Battle of Big Bethel

The Battle of Big Bethel, also known as the Battle of Bethel Church or Great Bethel was one of the earliest land battles of the American Civil War (Civil War) after the surrender of Fort Sumter. The battle between Union Army and Confederate States Army forces on June 10, 1861 took place in Hampton and York County, Virginia, (near the present-day unincorporated community of Tabb). While small in comparison to the many larger, bloodier and more significant battles later in the war, the Battle of Big Bethel and all early Civil War military engagements attracted considerable notice, press coverage and exaggerated importance because of the newness of the war and the general feeling the war would be short.

On April 15, 1861, the day after the small U. S. Army garrison at Fort Sumter formally surrendered to Confederate forces, President Abraham Lincoln called for troops to suppress the rebellion. Virginia refused to provide soldiers for this purpose and its State government leaders reconvened a convention in Richmond, Virginia, which voted to secede from the Union on April 17, 1861, subject to ratification by a popular vote on May 23, 1861. A small United States Regular Army garrison was able to hold the powerful and strategically located Fort Monroe on the southern end of the Virginia Peninsula and the Chesapeake Bay and the north side of Hampton Roads. The fort could be reinforced and resupplied by water without threat of attack and was approachable by land only over a narrow causeway and narrow isthmus of land. By April 20, 1861, the U.S. War Department was able to reinforce the fort with two trained and ready Massachusetts volunteer militia infantry regiments. On May 23, 1861, Major General of volunteers Benjamin F. Butler, a former Massachusetts politician and lawyer, took charge of the growing garrison. By May 29, 1861, he established a camp with cannon range of the fort at nearby Hampton, Virginia and a fortified camp at Newport News, Virginia about 8 miles (13 km) from the fort.

On May 21, 1861, Virginia's chief military officer, Major General Robert E. Lee responded to the growing threat from Fort Monroe by putting Colonel (later Major General) John B. Magruder in charge of the Virginia (Confederate) forces in the southern Virginia Peninsula area.
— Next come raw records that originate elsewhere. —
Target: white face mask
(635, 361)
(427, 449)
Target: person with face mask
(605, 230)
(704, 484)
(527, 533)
Magruder assumed command on May 24, 1861 and set up headquarters at Yorktown, Virginia. He began fortifying a line along the Warwick River. On June 6, 1861, Magruder sent a force to fortify a strong advanced position mostly on the north side of a branch of the Back River at Big Bethel Church, about 13 miles (21 km) south of Yorktown and 8 miles (13 km) from Hampton. A smaller outpost was established at Little Bethel Church, which was about the same 8 miles (13 km) distance from both Union camps. From these positions, the Confederates could harass Union pickets and patrols, impress reluctant men into the Confederate army and abduct slaves to work on fortifications.

Butler and an aide, Major Theodore Winthrop, devised a plan for a coordinated dawn attack on June 10, 1861, after a night march by federal forces from their two main bases outside Fort Monroe, to drive the Confederates back from their threatening advanced positions at Little Bethel and Big Bethel. The inexperienced Union officers and forces could not execute the plan. In a precursor of the conflicting uniform mixup at the First Battle of Bull Run, one Union regiment mistook another Union regiment dressed in gray for Confederates in the dark and began firing on them. Not only did the attacked Union regiment suffer several killed and wounded, but the gunfire alerted the Confederates to the movement of the Union forces. Nonetheless, the Union field commander, Massachusetts militia brigadier general Ebenezer W. Peirce, pushed on. In an ill-coordinated attack over broken and swampy ground, the Union forces attacked well-fortified Confederate positions at Big Bethel which had well-placed artillery support. One Union regiment made a difficult flanking march only to find they were unsupported and cut off when they closed for an attack. Another regiment prematurely withdrew from the field through an error by its commander, leaving the remaining force on the field which had advanced to a vacated Confederate position quite vulnerable and the advance force also had to withdraw. After a few more Union attacks were thwarted, Peirce decided further attacks would have been futile so he ordered the Union forces to retire from the field and returned to their bases. The Union forces suffered 76 casualties, with 18 killed, including Major Winthrop and Lieutenant John T. Greble, the first regular army officer killed in the war. The Confederates suffered only 8 casualties, with only 1 killed. Although Magruder subsequently withdrew to Yorktown and his defensive line along the Warwick River, he had won a propaganda victory and the Union forces attempted no further significant advance on the Peninsula until the Peninsula Campaign of 1862.